Winnipeg’s largest union warns workers to prepare for strike after latest talks fail to result in contract

The City of Winnipeg’s largest union has told its 5,000 members to sign up for strike picket duty after the latest round of contract talks failed to result in a collective agreement.

Representatives from the city and the Canadian Union of Public Employees Local 500 held conciliation talks on Thursday and Friday aimed at reaching a new labour deal to replace the contract that expired in 2021.

“Unfortunately, despite our best efforts, minimal movement was made by the employer,” CUPE 500 president Gord Delbridge told his members in a statement posted to the union website late Friday.

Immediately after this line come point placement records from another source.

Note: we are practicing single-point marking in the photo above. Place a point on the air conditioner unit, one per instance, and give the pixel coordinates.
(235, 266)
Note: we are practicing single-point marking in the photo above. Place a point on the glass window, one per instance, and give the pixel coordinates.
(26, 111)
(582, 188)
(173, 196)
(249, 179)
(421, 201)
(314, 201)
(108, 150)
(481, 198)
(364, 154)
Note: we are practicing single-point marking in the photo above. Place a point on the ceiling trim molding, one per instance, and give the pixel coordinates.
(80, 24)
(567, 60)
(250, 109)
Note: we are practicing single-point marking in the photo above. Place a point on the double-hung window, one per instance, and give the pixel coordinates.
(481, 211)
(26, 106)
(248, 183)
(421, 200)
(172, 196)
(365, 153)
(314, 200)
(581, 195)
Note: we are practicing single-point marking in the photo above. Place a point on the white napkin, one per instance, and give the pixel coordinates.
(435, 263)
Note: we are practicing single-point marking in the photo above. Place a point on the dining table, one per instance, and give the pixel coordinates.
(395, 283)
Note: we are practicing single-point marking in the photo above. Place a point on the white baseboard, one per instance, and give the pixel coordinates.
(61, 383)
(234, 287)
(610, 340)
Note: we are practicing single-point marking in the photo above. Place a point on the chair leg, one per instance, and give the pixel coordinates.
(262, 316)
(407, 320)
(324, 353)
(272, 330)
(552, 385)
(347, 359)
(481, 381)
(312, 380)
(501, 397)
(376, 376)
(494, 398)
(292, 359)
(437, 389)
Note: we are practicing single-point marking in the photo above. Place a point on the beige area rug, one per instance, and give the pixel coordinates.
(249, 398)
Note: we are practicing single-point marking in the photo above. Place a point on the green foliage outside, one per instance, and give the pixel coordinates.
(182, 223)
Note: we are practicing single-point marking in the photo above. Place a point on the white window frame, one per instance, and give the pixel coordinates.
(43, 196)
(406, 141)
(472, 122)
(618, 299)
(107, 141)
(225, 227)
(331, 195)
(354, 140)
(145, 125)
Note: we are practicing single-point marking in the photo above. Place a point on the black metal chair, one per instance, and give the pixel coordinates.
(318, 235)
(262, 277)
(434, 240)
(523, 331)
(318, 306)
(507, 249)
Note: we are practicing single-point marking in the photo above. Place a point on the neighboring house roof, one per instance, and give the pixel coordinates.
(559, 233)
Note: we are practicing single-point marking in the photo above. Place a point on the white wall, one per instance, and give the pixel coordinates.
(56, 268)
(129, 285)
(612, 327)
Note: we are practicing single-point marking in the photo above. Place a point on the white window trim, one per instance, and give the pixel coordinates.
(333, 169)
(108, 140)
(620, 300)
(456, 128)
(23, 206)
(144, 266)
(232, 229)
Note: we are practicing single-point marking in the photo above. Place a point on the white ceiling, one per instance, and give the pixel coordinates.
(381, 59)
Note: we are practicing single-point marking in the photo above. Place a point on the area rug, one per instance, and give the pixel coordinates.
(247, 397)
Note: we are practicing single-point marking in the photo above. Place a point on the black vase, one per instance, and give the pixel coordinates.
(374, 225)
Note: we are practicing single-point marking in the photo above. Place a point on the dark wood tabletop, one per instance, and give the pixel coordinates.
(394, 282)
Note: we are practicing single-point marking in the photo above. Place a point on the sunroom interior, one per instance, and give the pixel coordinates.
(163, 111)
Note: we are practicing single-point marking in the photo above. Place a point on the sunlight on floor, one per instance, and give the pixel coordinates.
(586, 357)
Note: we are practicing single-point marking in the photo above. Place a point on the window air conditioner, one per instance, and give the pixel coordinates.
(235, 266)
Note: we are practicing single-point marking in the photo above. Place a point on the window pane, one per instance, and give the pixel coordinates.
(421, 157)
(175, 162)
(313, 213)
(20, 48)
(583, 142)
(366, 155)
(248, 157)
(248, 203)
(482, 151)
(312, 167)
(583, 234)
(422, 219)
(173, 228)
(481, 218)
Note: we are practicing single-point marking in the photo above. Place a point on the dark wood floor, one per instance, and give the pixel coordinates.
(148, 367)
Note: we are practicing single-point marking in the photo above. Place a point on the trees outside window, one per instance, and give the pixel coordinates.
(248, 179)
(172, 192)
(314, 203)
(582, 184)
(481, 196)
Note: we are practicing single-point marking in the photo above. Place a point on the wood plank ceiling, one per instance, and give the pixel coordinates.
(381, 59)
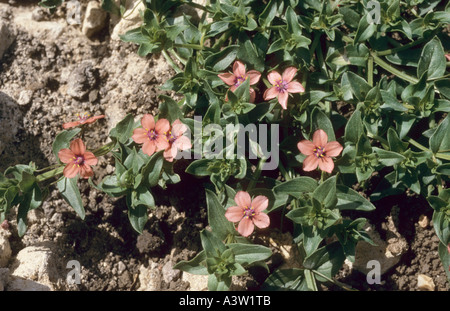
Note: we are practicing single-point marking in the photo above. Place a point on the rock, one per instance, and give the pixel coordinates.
(196, 282)
(169, 274)
(387, 254)
(4, 278)
(133, 20)
(424, 282)
(150, 278)
(423, 221)
(35, 268)
(5, 248)
(82, 80)
(94, 19)
(7, 37)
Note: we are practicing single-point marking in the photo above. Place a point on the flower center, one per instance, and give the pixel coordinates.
(152, 135)
(249, 212)
(319, 152)
(281, 86)
(170, 137)
(239, 80)
(78, 160)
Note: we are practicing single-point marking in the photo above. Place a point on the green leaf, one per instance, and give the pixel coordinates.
(296, 187)
(388, 158)
(194, 266)
(325, 193)
(349, 199)
(432, 60)
(223, 59)
(354, 127)
(246, 254)
(216, 217)
(440, 140)
(124, 129)
(68, 187)
(62, 140)
(320, 120)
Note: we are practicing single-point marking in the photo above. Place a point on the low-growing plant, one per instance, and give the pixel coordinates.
(291, 66)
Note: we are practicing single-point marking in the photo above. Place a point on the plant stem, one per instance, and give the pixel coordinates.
(393, 70)
(334, 281)
(171, 62)
(256, 175)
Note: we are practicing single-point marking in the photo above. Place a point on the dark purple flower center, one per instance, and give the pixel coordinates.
(249, 211)
(170, 137)
(239, 80)
(281, 86)
(152, 135)
(319, 152)
(78, 160)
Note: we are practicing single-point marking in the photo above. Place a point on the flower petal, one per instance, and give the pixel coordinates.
(243, 199)
(228, 78)
(271, 93)
(93, 119)
(71, 170)
(333, 149)
(282, 99)
(149, 147)
(260, 203)
(148, 122)
(239, 69)
(90, 158)
(289, 74)
(66, 155)
(86, 171)
(320, 138)
(162, 126)
(254, 76)
(326, 164)
(295, 87)
(77, 146)
(274, 77)
(140, 136)
(246, 227)
(234, 213)
(70, 124)
(261, 220)
(310, 163)
(306, 147)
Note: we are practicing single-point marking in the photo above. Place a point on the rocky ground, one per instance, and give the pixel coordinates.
(50, 70)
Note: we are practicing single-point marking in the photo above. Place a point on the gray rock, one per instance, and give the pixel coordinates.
(82, 80)
(10, 120)
(94, 19)
(7, 36)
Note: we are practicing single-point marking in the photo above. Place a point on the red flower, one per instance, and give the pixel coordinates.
(239, 76)
(319, 152)
(248, 213)
(83, 119)
(151, 135)
(176, 140)
(282, 85)
(78, 160)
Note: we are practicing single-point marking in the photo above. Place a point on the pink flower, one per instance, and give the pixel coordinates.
(78, 160)
(248, 213)
(239, 76)
(82, 119)
(152, 135)
(319, 152)
(176, 140)
(282, 86)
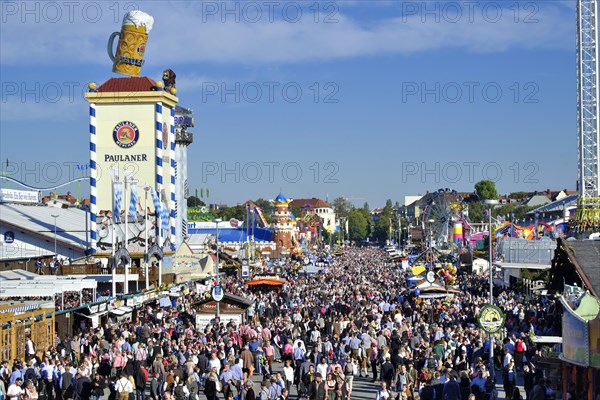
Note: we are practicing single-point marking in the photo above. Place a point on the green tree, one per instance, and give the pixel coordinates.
(342, 207)
(486, 190)
(194, 201)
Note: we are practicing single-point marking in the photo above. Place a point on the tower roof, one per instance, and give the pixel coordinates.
(130, 84)
(281, 198)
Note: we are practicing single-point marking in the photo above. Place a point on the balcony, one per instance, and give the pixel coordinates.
(90, 269)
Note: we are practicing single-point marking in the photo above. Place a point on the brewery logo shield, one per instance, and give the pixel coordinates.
(491, 319)
(126, 134)
(165, 136)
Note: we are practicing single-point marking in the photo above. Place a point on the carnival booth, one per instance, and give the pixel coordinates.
(18, 321)
(231, 308)
(267, 282)
(581, 346)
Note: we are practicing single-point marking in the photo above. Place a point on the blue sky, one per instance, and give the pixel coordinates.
(397, 98)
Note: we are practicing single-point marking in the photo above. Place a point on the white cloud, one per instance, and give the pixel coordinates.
(184, 33)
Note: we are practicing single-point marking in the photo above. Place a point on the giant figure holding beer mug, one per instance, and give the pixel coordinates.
(129, 57)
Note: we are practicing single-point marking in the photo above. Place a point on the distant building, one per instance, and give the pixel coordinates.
(322, 209)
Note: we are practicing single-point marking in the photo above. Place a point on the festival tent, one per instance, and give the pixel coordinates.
(433, 290)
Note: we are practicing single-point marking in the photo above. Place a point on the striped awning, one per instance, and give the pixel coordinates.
(20, 309)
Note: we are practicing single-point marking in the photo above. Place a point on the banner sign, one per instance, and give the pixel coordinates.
(19, 196)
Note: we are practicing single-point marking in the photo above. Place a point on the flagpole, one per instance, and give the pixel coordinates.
(126, 204)
(146, 236)
(160, 232)
(114, 243)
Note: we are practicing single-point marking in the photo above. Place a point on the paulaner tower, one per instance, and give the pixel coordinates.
(184, 119)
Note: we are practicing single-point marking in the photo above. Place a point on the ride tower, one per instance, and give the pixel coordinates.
(588, 181)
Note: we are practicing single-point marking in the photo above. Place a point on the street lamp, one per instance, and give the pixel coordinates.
(55, 216)
(216, 221)
(491, 203)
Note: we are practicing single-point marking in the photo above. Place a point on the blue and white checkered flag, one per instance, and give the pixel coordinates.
(164, 219)
(118, 194)
(157, 203)
(133, 202)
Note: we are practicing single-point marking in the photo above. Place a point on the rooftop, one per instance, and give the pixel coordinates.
(310, 203)
(129, 84)
(39, 221)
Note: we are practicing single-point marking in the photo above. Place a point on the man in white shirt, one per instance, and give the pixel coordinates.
(123, 386)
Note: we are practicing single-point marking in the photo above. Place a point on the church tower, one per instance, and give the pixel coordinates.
(282, 226)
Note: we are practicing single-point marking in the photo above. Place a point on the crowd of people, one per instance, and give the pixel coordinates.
(315, 338)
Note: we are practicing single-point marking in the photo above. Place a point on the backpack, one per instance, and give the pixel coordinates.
(179, 393)
(30, 374)
(431, 363)
(145, 371)
(519, 346)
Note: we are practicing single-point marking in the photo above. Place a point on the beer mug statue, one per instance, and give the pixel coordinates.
(129, 57)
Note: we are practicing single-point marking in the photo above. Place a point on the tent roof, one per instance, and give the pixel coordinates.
(585, 255)
(38, 220)
(270, 281)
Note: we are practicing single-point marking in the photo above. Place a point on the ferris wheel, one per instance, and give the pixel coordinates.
(443, 210)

“We realize our members are extremely frustrated, as is your bargaining committee with the lack of progress made to conclude this round of negotiations. Our goal remains to get you the best agreement possible that values the work you do and services you provide to the citizens of Winnipeg.”

CUPE 500 members voted 93 per cent to strike in July and opened their strike headquarters on Sept. 12. The union’s members work for 311, recreational services, water and waste, traffic and other municipal services.

Delbridge is now asking his members to prepare for picket duty. 

“Taking strike action is always a last resort, but it appears we are headed in that direction. While we don’t have a strike deadline set, we are continuing our strike preparations in the event that job action cannot be avoided,” he said.

The City of Winnipeg has been asked for comment.

Winnipeg has not experienced a general municipal workers strike since 1919.

In recent years, the city and its largest union have kept the peace by negotiating deals that offer workers job security in exchange for very modest wage increases.